Tuesday August 30, 2011


This is a story of how a full-time corporate sales executive became an author with the help of a character named Danny Dollar and a dream.

"I never aspired to become a writer," said Tyrone "Ty" Allan Jackson. Born and raised in Bronx, N.Y., he and his wife Martique, who was raised in the Berkshires, moved to Pittsfield eight years ago. They have three children between the ages of 8 and 14: Alia, Ajayi and Aja.

"As an African-American male and father, I am always looking for books for my kids. They all love to read very much, but it's hard to find literature that relates to them with characters that look like them," Jackson said.
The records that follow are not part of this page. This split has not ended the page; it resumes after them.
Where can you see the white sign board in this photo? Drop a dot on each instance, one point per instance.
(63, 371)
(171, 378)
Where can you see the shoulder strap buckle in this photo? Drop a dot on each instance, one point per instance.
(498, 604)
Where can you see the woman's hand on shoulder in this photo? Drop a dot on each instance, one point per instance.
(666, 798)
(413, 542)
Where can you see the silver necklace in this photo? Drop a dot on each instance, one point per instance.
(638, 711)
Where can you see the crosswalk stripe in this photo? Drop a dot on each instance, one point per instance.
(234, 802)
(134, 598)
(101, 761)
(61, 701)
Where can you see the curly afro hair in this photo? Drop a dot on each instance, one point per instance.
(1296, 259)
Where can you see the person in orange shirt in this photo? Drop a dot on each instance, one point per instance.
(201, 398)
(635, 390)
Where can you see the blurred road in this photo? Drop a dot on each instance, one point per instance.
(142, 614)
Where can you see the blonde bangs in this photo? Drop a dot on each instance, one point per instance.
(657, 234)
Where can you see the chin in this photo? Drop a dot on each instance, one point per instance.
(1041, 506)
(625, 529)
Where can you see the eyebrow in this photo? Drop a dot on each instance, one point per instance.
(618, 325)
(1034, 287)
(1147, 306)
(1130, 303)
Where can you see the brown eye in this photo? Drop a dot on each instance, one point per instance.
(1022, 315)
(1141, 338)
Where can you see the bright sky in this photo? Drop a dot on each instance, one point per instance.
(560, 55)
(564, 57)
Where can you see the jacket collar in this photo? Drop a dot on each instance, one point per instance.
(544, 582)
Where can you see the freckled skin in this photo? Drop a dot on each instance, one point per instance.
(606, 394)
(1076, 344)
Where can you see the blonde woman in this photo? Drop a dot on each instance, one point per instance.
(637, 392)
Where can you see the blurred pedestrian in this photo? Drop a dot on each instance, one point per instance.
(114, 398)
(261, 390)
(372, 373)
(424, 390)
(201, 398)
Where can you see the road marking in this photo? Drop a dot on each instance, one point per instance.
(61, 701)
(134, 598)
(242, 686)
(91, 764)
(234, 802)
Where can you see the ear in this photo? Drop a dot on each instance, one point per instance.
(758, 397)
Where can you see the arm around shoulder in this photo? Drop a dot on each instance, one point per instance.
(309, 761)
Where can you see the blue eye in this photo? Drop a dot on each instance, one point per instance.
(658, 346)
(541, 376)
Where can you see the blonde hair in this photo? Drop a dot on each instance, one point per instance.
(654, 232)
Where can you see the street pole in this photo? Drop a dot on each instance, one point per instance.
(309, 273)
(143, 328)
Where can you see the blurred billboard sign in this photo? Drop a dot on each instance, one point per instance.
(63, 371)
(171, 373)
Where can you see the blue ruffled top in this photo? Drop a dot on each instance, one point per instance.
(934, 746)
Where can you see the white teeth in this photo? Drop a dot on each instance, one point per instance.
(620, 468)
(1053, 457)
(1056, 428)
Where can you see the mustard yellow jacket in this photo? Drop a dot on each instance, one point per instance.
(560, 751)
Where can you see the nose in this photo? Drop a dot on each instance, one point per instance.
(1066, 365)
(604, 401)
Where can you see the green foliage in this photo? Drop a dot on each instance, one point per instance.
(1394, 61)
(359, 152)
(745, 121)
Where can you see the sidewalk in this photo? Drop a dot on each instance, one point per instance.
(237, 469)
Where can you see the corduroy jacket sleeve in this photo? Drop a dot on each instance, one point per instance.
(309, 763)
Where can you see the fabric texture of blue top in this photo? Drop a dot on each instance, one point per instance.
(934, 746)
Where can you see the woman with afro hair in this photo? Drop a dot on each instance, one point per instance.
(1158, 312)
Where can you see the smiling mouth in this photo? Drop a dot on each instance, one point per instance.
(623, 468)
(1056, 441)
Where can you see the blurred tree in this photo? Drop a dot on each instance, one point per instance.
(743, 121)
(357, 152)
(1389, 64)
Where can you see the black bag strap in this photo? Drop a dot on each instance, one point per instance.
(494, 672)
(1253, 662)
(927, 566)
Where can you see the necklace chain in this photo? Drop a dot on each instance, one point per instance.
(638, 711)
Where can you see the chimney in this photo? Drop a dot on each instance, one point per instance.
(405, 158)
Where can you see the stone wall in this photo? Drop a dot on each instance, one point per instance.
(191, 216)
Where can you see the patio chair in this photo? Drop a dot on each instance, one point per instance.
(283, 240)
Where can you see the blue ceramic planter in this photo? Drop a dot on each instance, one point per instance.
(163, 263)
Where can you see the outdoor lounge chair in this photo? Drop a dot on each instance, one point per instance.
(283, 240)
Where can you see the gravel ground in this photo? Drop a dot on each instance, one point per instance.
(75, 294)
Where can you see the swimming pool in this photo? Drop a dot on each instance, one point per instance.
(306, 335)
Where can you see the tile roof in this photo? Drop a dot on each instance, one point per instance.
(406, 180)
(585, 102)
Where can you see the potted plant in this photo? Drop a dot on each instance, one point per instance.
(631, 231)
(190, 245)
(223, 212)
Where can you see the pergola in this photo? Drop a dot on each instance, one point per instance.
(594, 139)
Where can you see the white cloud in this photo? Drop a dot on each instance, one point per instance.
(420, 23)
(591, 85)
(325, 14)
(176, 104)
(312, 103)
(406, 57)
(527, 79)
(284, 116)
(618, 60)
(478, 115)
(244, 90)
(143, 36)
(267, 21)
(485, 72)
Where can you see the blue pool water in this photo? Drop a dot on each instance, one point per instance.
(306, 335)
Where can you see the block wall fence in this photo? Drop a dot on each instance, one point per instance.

"For example, my son loves to read popular books like ‘Diary of a Wimpy Kid' and ‘The Adventures of Captain Underpants.' They're the goofy, fun, upbeat books but the characters don't look like him. After much looking around, I've found that most books that had children characters that were African-American were about very heavy topics like slavery and Jim Crow law," said Jackson.

In further research, Jackson also learned that the average professional athlete often goes broke and files for bankruptcy after leaving their pro sports league.

"Look at Antoine Walker, who played for the Celtics and made more than $100 million. Now he's broke and playing over seas. It's a shame. But there are a lot of people who, as a child, didn't understand or respect the power of money," Jackson said.

So three years ago, while working as a full-time corporate sales executive, Jackson began writing a story about a fun-loving child who loves basketball, hip-hop music, and plans to make big money by starting a lemonade stand. Through the experience, Danny Dollar encounters neighborhood bullies, funny mishaps and also learns about being an entrepreneur.

Jackson fielded the book to 150 publishers, all whom turned the book down.

Instead of giving up, the author began researching how to start his own publishing company. Together, with his wife, sister-in-law and author Nick Davies and artist Jonathan Shears, they founded Big Head Books; it's so named after his daughter Alia's philosophy that being told she has a big head means she's got a big brain.

In January of this year, Danny Dollar went to press. The author also recently made a deal with Carver Federal Savings Bank in Harlem, N.Y., where the bank will be reaching out to area community centers and schools to sign kids up for savings accounts and distribute free copies of the book.

Last month, Jackson published his second book, "When I Close My Eyes," a book designed to teach pre-kindergarten-aged children about the power of imagination. He's also working on a Danny Dollar follow-up.